Scaling for Multiple Services and Microservices

Since our founding in 2013, Docker – and the ecosystem that has thrived around it – has been built around the core workflow of a Dockerfile that creates a container image that in turn becomes a running container. Docker containers, in turn, helped to drive the growth and popularity of microservices architectures by allowing independent parts of an application to be turned on and off rapidly and scaled independently and efficiently. The challenge is that as microservices adoption grows, a single application is no longer based on a handful of machines but dozens of containers that can be divided amongst different development teams. Organizations are no longer managing a few containers, but thousands of them. A new canonical object around applications is needed to help companies scale operations and provide clear working models for how multiple teams collaborate on microservices.

At the same time, organizations are seeing different configuration formats emerge including Helm charts, Kubernetes YAML and Docker Compose files. It is common for organizations to have a mix of these as technology evolves, so not only are applications becoming more segmented, they are embracing multiple configuration formats.

Docker Applications are a way to build, share and run multi-service applications across multiple configuration formats.
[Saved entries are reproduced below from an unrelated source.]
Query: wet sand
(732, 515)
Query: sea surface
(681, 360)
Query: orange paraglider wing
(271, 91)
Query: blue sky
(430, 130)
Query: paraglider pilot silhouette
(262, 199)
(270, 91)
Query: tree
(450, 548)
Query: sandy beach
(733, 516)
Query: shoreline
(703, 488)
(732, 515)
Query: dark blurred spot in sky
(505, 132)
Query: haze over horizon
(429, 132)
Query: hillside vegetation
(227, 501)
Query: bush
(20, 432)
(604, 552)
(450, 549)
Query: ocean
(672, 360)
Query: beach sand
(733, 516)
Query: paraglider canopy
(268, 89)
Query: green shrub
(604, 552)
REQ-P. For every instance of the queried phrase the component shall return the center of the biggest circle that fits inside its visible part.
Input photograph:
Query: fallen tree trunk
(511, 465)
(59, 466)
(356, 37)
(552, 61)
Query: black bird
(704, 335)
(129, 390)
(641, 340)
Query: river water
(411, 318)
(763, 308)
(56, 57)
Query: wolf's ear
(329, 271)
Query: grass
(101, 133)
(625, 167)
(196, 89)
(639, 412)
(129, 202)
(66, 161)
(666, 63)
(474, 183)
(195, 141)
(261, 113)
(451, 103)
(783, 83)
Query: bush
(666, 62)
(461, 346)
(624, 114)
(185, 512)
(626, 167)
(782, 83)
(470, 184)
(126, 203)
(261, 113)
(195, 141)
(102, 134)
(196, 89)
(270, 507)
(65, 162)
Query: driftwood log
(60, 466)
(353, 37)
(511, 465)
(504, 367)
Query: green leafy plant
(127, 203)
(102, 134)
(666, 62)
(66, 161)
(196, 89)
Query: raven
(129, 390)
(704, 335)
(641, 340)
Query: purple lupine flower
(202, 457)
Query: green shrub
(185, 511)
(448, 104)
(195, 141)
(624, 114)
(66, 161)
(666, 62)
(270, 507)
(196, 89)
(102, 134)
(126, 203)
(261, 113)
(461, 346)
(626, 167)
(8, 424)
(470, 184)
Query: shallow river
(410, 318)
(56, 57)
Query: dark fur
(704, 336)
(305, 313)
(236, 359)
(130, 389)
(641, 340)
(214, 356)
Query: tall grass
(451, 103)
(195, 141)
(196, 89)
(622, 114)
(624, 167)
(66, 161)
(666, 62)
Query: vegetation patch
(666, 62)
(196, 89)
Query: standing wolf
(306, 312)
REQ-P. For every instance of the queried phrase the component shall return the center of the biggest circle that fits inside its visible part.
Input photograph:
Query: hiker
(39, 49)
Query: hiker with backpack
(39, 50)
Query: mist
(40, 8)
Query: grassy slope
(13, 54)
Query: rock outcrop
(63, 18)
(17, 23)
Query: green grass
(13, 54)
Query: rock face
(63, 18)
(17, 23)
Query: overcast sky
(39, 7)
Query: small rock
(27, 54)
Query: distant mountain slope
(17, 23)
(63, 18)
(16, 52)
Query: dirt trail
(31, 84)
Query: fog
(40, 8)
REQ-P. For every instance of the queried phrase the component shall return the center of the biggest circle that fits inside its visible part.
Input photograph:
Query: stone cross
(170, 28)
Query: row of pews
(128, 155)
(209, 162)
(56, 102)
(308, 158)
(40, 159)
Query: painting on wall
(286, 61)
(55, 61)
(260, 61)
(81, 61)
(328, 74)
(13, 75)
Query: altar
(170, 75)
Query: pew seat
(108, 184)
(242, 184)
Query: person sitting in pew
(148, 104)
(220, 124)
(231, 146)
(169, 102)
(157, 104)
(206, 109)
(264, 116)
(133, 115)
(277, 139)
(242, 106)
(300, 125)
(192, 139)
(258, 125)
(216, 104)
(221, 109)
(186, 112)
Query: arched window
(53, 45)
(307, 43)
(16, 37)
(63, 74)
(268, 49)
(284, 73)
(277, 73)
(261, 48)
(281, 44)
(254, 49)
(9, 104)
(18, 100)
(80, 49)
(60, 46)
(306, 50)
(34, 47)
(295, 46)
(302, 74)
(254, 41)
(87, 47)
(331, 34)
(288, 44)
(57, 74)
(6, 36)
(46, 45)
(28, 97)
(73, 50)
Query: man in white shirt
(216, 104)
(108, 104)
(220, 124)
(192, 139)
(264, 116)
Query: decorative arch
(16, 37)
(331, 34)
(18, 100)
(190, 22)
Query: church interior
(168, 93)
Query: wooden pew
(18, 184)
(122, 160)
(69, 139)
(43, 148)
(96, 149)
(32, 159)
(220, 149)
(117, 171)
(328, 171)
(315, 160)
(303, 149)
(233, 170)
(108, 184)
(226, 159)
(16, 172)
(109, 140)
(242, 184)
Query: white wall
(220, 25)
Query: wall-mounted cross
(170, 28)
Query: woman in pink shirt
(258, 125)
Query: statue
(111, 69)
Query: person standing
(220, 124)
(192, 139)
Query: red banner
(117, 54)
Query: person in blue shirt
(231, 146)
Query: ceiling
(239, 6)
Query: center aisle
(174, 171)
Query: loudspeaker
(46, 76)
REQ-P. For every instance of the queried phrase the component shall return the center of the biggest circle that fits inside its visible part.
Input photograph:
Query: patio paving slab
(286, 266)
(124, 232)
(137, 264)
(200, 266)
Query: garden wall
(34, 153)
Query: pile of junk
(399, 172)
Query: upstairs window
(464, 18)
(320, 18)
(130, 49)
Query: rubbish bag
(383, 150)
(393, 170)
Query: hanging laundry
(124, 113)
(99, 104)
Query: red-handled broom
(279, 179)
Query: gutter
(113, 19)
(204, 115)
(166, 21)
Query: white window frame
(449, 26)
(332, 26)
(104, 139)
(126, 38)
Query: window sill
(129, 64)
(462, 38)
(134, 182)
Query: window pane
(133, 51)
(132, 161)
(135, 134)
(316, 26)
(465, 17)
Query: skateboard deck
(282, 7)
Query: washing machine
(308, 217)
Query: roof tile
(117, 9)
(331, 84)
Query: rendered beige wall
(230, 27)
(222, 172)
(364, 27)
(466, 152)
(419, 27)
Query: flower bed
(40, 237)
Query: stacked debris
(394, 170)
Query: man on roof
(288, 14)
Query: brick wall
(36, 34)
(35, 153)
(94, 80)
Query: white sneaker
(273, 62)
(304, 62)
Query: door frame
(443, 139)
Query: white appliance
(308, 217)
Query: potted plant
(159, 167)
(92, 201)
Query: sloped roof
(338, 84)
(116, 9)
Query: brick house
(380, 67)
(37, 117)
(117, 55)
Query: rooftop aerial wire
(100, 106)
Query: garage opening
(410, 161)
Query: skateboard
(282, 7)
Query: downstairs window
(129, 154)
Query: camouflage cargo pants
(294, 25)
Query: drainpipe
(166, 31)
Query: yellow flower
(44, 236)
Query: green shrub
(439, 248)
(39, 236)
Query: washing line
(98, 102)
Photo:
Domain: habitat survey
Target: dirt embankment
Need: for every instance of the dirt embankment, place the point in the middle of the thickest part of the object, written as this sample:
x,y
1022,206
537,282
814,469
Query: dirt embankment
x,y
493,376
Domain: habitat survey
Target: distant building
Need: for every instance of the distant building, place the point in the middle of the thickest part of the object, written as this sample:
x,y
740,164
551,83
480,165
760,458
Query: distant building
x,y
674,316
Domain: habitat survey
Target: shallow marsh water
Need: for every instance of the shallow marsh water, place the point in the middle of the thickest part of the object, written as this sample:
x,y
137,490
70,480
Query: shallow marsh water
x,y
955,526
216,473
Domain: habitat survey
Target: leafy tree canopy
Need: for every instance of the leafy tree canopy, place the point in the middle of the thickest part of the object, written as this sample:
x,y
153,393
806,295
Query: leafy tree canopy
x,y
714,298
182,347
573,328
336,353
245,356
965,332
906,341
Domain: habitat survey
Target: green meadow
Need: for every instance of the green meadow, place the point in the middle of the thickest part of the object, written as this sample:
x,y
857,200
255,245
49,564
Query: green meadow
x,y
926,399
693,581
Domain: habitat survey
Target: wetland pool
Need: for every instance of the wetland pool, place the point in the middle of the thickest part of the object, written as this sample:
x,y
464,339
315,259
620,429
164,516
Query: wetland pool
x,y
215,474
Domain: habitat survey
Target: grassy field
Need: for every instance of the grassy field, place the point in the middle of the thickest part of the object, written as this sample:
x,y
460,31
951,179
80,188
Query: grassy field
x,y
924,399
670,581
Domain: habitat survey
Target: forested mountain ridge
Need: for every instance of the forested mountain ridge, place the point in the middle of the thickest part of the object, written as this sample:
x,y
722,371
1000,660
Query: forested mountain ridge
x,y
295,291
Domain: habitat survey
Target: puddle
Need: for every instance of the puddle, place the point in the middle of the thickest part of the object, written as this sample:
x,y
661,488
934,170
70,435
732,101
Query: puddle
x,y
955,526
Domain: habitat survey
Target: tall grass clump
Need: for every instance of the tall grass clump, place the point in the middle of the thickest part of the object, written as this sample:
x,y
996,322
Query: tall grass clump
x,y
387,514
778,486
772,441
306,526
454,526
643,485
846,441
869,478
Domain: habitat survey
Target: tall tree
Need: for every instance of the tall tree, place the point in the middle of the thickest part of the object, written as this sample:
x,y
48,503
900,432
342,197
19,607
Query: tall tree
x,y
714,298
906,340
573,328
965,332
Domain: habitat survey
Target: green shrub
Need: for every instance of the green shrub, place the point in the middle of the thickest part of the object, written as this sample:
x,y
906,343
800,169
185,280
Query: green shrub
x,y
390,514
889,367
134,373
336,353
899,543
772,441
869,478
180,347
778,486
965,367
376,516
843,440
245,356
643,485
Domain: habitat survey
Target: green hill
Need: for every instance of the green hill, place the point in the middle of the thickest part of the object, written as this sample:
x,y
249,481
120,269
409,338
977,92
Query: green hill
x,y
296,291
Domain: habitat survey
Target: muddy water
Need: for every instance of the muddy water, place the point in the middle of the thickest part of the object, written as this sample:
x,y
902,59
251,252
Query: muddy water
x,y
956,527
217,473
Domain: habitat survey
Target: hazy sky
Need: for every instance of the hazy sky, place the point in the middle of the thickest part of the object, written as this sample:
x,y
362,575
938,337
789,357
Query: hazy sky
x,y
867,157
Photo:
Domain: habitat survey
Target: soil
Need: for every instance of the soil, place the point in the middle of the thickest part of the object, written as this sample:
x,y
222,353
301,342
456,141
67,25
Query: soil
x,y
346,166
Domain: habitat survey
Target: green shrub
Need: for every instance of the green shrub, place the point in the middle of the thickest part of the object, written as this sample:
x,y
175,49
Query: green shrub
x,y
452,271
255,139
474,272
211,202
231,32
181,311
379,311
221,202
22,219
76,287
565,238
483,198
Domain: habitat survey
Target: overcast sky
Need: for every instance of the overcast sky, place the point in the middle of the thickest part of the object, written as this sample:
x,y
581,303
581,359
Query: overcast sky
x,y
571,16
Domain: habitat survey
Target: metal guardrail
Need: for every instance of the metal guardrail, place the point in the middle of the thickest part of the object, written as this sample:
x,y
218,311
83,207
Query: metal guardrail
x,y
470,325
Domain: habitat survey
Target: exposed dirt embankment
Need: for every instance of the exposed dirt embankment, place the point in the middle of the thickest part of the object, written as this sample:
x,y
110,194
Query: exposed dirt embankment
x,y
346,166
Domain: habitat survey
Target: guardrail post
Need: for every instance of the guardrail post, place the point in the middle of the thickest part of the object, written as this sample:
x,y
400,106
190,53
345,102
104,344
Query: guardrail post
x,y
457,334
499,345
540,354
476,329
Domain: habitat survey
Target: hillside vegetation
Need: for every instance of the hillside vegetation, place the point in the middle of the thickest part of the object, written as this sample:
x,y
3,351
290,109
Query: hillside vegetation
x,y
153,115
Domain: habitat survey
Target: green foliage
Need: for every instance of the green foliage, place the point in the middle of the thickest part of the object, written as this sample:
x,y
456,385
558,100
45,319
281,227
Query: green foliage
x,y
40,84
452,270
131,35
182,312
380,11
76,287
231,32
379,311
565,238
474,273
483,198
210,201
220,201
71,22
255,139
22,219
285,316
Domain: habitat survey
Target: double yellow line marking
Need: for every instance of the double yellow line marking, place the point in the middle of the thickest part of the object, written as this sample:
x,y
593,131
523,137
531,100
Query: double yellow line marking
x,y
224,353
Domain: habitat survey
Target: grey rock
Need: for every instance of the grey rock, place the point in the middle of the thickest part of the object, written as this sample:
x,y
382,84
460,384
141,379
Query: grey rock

It allows you to bundle together application descriptions, components and parameters into a single atomic unit (either a file or directory) – building in essence a “container of containers”.

  • The application description provides a manifest of the application metadata, including the name, version and a description.
  • The application component consists of one or more service configuration files and can be a mix of Docker Compose, Kubernetes YAML and Helm chart files.
  • Finally, the application parameters define the application settings and make it possible to take the same application package to different infrastructure environments WITH adjustable fields.

Docker Applications are an implementation of the Cloud-Native Application Bundle (CNAB) specification – an open source standard originally co-developed by Docker, Microsoft, Hashicorp, Bitnami, and Codefresh and with more companies onboard today.

Docker Applications in Docker Enterprise 3.0

In Docker Enterprise 3.0, we begin to lay the groundwork for Docker Applications Services. You will be able to begin testing the ‘docker app’ CLI plugin with Docker Desktop Enterprise which provides a way to define applications. These are then pushed to either Docker Hub or Docker Trusted Registry for secure collaboration and integration to the CI/CD toolchain. With the latter, you can also perform a binary-level scan of the package against the NIST CVE database. Finally, the parameterized environment variables make it easy for operators to deploy these multi-service applications to different environments, making it possible to adjust things like ports used during deployment.

With Docker Enterprise 3.0, organizations can continue to operate individual containers, but also have the ability to shift the conversation to Docker Applications to scale more effectively.